A note on the eyes of dragons. They can be very unnerving. It’s important for the scene that you understand this— they’re downright uncanny. They don’t waver in their focus, and what’s worse is, they blink independently. It is unnerving to be glared at by a creature that never ever loses sight of you even for a split-second, even to blink.

Seth blinked. Then he did it again, over-exaggerating. Defying the dragon.

No reaction. A wink. Another wink. Yellow glare occluded by a rubbery green dragon eyelid. One rubbery green, one yellow glare. Then the other. Independent.

“This is frustrating,” Seth said to himself, and he sighed.

The dragon blinked at him. Coiled a little tighter back into its niche.

It had blinked. Not winked. Did you catch that? Both eyes together. Closing at the same time. Not winking. Not independent.

Seth looked harder. It winked again, with one eye only. Then the other. But Seth kept looking.

A long moment passed. Some breathing. Some individual winks.

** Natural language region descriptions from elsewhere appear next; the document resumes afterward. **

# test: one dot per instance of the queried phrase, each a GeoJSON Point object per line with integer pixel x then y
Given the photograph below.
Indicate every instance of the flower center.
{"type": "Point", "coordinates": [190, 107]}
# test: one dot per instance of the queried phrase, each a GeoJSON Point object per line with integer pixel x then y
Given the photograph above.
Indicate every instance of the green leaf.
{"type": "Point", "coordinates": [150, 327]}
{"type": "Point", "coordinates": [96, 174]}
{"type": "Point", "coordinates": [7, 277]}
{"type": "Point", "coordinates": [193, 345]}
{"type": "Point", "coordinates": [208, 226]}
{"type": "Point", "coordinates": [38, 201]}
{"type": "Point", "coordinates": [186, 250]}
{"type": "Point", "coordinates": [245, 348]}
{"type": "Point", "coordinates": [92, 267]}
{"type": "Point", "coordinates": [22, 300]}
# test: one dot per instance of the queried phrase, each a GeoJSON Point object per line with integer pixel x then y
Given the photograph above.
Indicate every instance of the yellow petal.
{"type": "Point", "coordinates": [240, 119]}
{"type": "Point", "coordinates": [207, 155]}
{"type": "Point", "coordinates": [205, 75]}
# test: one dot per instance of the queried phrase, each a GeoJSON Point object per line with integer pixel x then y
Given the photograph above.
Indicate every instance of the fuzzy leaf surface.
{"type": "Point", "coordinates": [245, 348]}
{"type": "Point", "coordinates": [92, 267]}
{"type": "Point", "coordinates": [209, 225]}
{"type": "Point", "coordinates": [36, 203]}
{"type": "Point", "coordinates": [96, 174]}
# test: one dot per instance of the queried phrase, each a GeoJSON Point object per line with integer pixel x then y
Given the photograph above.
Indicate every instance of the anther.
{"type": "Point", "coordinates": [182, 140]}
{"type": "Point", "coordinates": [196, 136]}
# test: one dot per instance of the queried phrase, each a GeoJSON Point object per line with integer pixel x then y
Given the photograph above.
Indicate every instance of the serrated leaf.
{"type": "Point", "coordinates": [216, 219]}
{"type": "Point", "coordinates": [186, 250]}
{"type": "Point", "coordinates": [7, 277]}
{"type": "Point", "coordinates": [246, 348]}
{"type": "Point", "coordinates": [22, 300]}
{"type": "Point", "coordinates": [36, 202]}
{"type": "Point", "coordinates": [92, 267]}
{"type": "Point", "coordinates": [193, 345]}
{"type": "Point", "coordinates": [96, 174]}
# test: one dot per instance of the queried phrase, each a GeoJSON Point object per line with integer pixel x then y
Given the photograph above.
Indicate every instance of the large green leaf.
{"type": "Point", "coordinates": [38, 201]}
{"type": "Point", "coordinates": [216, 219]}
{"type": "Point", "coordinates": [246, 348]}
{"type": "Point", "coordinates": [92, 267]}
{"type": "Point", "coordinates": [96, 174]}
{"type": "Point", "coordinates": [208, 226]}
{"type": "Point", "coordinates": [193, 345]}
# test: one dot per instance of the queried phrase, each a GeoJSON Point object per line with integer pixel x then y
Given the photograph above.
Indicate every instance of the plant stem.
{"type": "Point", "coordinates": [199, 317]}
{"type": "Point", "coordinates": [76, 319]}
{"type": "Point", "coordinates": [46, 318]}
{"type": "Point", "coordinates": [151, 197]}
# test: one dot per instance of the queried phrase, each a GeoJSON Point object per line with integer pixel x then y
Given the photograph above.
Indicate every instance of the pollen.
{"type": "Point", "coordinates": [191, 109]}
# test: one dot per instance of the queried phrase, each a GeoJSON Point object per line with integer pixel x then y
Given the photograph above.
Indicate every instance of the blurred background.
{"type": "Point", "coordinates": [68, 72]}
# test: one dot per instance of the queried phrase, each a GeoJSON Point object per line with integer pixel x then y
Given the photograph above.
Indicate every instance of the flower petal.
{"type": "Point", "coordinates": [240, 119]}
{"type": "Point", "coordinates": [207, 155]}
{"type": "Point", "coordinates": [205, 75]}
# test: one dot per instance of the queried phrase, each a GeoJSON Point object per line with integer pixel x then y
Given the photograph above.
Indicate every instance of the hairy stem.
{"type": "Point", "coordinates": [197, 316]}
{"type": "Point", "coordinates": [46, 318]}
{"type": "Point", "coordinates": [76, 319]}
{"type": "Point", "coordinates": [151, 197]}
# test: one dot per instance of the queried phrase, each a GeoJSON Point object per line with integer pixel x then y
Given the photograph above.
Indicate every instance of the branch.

Our hero sighed. He wiped his forehead. He had no idea what to make of this. Was the dragon telling him something? Or was it only waiting, and had the blinking incident been a mistake, maybe even an hallucination? Did the monster want to eat him? Did it even care?

He realized that he was wishing for a good excuse to quit this fight, to go and get something to eat and a bed. An excuse, any excuse.

The dragon snorted soundlessly— a puff of black smoke slithering upward.

A young man, and a dragon. They had battled, they had done their duty. Hadn’t they? Had they?

Hm.

“Oh, the hell with it,” Seth said aloud, and he turned and walked away.